Extract information from a poorly structured PDF chart

Question

Extract information from a poorly structured PDF chart

Currently, I am facing the challenge of extracting data from a poorly structured PDF document (you can find the URL in the code below). To effectively extract meaningful data records, I will need to leverage the information regarding the position of the lines and borders within the table.

url="http://www.cmc.gv.ao/sites/main/pt/Lists/CMC%20%20PublicaesFicheiros/Attachments/89/Lista%20de%20Institui%C3%A7%C3%B5es%20Registadas%20(actualizado%2004.07.16).pdf"
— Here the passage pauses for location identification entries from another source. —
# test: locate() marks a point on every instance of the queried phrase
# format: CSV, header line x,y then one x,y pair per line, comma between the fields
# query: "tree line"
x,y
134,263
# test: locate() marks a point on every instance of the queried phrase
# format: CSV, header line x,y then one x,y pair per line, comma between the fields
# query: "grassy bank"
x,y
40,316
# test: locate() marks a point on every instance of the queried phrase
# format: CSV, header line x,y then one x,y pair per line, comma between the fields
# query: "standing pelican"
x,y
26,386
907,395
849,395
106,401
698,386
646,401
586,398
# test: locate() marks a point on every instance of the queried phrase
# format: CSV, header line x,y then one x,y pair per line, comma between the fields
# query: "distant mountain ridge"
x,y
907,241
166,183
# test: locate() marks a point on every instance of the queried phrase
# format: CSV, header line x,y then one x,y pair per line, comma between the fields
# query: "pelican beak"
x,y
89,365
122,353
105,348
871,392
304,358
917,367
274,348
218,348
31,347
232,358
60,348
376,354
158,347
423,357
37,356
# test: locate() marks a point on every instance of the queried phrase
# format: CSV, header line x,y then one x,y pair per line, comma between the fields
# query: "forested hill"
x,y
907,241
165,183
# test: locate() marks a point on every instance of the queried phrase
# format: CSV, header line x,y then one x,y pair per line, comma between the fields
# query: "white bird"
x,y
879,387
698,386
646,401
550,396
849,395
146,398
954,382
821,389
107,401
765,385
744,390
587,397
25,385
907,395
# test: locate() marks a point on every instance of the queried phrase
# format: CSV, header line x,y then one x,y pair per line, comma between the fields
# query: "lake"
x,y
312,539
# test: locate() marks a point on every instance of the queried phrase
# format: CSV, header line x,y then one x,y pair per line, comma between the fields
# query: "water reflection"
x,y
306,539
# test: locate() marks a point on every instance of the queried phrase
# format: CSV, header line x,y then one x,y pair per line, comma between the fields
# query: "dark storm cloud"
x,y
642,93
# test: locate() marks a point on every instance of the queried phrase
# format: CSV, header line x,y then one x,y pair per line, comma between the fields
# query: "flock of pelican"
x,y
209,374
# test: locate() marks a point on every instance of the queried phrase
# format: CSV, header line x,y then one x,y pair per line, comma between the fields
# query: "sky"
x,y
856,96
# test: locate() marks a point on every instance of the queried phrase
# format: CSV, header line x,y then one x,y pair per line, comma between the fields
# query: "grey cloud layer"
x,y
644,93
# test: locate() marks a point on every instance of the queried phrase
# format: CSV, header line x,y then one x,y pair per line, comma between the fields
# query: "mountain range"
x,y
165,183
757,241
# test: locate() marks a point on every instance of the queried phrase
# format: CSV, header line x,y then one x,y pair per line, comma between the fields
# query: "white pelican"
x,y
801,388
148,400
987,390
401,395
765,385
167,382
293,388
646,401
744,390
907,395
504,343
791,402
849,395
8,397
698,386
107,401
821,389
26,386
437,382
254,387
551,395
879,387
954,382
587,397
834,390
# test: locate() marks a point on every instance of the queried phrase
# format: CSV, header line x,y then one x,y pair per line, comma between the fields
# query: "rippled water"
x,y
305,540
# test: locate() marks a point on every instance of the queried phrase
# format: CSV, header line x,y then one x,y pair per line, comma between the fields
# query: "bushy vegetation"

import scraperwiki, urllib2, re
u = urllib2.urlopen(url)
xml=scraperwiki.pdftoxml(u.read()) # interpret pdf as xml

Upon inspecting the XML lines, it becomes apparent that the structure does not clearly show how the table-lines segment the data. A typical line resembles the following:

<text top="678" left="493" width="103" height="12" font="6">Besa Património </text>

In my analysis using the browser's element inspector, the HTML provides slightly more detail, but still lacks crucial information on the positioning of the table-lines.

This has been quite time-consuming for me, and therefore, any experimental solutions would be immensely helpful. The main query revolves around finding a method to obtain the position of these table-lines.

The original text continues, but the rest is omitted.